CHEF DE L’ÉTAT : Iajuddin Ahmed
CHEF DU GOUVERNEMENT : Fakhruddin Ahmed
PEINE DE MORT : maintenue
POPULATION : 161,3 millions
ESPÉRANCE DE VIE  : 63,1 ans
MORTALITÉ DES MOINS DE CINQ ANS (M/F)  : 68 / 67 ‰
TAUX D’ALPHABÉTISATION DES ADULTES : 47,5 %

Contexte

L’année a débuté sous un gouvernement intérimaire soutenu par l’armée qui maintenait les restrictions imposées en vertu de l’état d’urgence proclamé le 11 janvier 2007. Elle s’est terminée par des élections, qui ont été remportées à une majorité écrasante par la Ligue Awami, quelques semaines seulement après la levée de l’état d’urgence, le 17 décembre.
L’incertitude quant à la volonté des autorités militaires de permettre la reprise du processus démocratique a été dissipée par la tenue des élections législatives, le 29 décembre. Deux alliances politiques – l’une dirigée par Sheikh Hasina de la Ligue Awami et l’autre par Khaleda Zia du Parti nationaliste du Bangladesh (BNP) – ont participé au scrutin. Il restait à savoir si le nouveau gouvernement allait utiliser cette occasion unique pour tenir les promesses faites durant la campagne électorale et renforcer la protection des droits humains.
Les femmes continuaient d’être victimes de discrimination tant dans la loi qu’en pratique.
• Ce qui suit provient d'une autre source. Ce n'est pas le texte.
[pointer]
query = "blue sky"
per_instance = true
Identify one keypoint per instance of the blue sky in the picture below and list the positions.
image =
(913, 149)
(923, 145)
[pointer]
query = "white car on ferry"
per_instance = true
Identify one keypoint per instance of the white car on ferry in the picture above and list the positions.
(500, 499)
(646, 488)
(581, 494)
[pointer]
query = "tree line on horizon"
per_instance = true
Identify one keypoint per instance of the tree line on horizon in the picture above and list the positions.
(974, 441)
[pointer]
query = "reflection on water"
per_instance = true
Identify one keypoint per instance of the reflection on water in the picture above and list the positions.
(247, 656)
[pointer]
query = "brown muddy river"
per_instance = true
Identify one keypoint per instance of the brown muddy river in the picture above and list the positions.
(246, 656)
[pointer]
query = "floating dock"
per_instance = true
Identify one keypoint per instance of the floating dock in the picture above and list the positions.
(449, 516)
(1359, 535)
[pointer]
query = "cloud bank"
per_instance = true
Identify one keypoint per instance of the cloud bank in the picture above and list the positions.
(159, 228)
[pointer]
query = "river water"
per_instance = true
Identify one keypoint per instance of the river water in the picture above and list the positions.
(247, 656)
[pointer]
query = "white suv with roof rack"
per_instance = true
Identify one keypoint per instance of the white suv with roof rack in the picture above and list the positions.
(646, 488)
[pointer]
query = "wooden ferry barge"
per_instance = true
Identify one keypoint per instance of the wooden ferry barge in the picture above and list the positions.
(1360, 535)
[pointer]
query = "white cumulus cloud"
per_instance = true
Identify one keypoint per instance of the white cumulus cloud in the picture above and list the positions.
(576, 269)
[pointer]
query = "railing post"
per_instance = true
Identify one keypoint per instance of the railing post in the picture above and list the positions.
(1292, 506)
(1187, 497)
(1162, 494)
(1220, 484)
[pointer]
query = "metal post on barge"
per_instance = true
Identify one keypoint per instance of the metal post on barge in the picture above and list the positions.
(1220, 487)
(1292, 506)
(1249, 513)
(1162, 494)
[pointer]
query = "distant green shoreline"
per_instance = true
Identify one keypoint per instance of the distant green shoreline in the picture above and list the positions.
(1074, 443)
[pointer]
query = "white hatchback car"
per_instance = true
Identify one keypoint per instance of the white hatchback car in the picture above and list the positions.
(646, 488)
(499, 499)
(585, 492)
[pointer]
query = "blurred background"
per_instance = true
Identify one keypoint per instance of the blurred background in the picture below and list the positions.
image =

Des actes de violence contre des femmes ont été signalés, notamment des coups, des agressions à l’acide et des assassinats liés à la dot. En mars, le gouvernement a annoncé l’adoption de modifications à la Politique nationale de promotion de la femme, l’objectif étant de renforcer l’égalité entre hommes et femmes. Ces modifications ne sont toutefois pas entrées en vigueur, leur annonce ayant suscité une vive résistance de la part de groupes islamistes qui soutenaient massivement qu’elles étaient contraires au droit musulman en matière d’héritage.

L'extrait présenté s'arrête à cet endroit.